This page is being set up because of ridiculous difficulty I experienced when I purchased a new Western Digital 250GB hard disk for my system (1.4Ghz Athlon, Asus A7A266).
After scouring the net, I came to realize that I was not alone. The problem expresses itself in a number of different ways. If most or some of the following seems to apply to you, I hope this page can be of assistance:
1. You are running a motherboard using ALiMagik 1 chipset, such as the Asus A7A266, or Asus A7A266-E.
2. Your harddrive is a 'large disk' > 137GB, and the BIOS does not properly detect the capacity of the drive.
3. You are experiencing poor performance with your large disk.
a) Windows forces you to use PIO for your large disk. In Win2K and WinXP, this is caused by multiple DMA timeouts on startup.
b) Other OSes (such as Linux) report DMA errors, or many CRC checksum errors when using DMA.
4. Often, other drives (same or different IDE channel) will run properly in Ultra DMA mode, while the large drive will not.
Here are a bunch of files that will help you in trying to get your large disk to work properly:
1. asusupdt52301.zip - Latest version (as of 1/19/2004) of ASUS Update software, used to flash your Asus motherboard BIOS.
2. 1013-001.zip - Asus A7A266 BIOS 1013 Revision 1. Large disk (> 137GB) support is available from 1011 on, according to Asus' website. However, I found that my 250GB drive would not be properly detected in the BIOS with any BIOS earlier than this.
3. wdc_cfg.zip - Western Digital's firmware flasher. This allows you to update the firmware of Western Digital drives located on the PRIMARY IDE CHANNEL ONLY. Included in the zip file is a README, and a DOS-executable.
4. alimagik_drv104.exe - ALi's Integrated Driver, v1.04. Includes updates to the mini-IDE driver, and updates to the AGP miniport. If you are having problems enabling DMA for your disk on WinXP+SP1, you might want to try the beta version.

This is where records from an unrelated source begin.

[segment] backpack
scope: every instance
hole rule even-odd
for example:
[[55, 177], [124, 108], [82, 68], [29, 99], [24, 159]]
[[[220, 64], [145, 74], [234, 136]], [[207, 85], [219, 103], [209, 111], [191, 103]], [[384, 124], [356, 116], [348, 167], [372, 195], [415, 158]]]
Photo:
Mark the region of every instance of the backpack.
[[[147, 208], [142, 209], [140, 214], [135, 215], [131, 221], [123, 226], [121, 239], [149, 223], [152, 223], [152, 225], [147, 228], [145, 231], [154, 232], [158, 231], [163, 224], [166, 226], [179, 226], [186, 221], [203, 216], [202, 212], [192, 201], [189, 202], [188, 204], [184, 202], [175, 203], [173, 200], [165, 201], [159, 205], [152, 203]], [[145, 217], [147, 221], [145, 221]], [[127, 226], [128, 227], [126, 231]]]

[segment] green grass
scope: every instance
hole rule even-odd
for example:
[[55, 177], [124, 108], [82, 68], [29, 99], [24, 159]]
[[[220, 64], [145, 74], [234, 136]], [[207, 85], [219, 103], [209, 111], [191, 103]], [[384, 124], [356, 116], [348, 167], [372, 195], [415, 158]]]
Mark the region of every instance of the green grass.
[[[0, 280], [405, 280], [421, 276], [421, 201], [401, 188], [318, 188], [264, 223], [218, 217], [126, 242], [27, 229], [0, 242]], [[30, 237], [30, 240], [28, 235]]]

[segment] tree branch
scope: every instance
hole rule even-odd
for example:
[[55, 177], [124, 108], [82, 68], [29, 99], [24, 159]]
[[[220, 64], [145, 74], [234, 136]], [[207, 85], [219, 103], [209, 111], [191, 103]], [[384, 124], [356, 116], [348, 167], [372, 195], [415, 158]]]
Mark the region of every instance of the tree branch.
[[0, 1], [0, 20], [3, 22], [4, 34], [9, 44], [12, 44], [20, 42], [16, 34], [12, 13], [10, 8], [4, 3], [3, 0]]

5. ali_integrated1.091.exe - ALi's Integrated Driver, beta v1.091. Note -- this driver will force Windows to re-detect your Master IDE Controller. This is the primary cause for the DMA conflicts described above. The default Ali M5229 will be replaced by 'ALi Ultra IDE Controller'. In my case, both my ATA drives were subsequently classified as SCSI (since ALi's driver is detected as a SCSI/RAID controller) -- however they functioned perfectly fine. If you have the A7A266 (or other ALiMagik 1 chipset based board) then do NOT run the newer integrated drivers that you might find on ALi's website -- they cause the IDE Controller to no longer respond to Windows.
UPDATE!!!
6. IDE4008.exe - ALi's UltraIDE driver, version 4.0.0.8. The Integrated Driver above (1.091) has UltraIDE
driver 4.0.0.7. Directly from the README.TXT for this file:
In other words... large drives NEED to use ALi's UltraIDE driver, and NOT the mini-IDE driver that is found in other versions of ALi's
Integrated driver.
Helpful links:
The preceding files and information were collected from the following websites:
1. ASUSTeK Computer Inc. - Support
2. ALi Corporation - Support
3. Western Digital Corporation - Software Library
4. DMA Mode for ATA/ATAPI Devices in Windows XP - this explains how Windows XP deals with DMA mode devices
5. Microsoft Knowledge Base Article 817472 - IDE ATA and ATAPI Disks Use PIO Mode After Multiple Time-Out or CRC Errors Occur - this article details a known WinXP issue that causes disks to be forced to PIO instead of DMA. If your computer seems to have DMA errors despite what OS you are using (to do a test run, try running Knoppix, a Linux Live on CD) then this article is probably not helpful for you. However, if your drive seems to only have a problem when you are using WindowsXP, then contact Microsoft for the patch, and follow the directions provided to update your registry.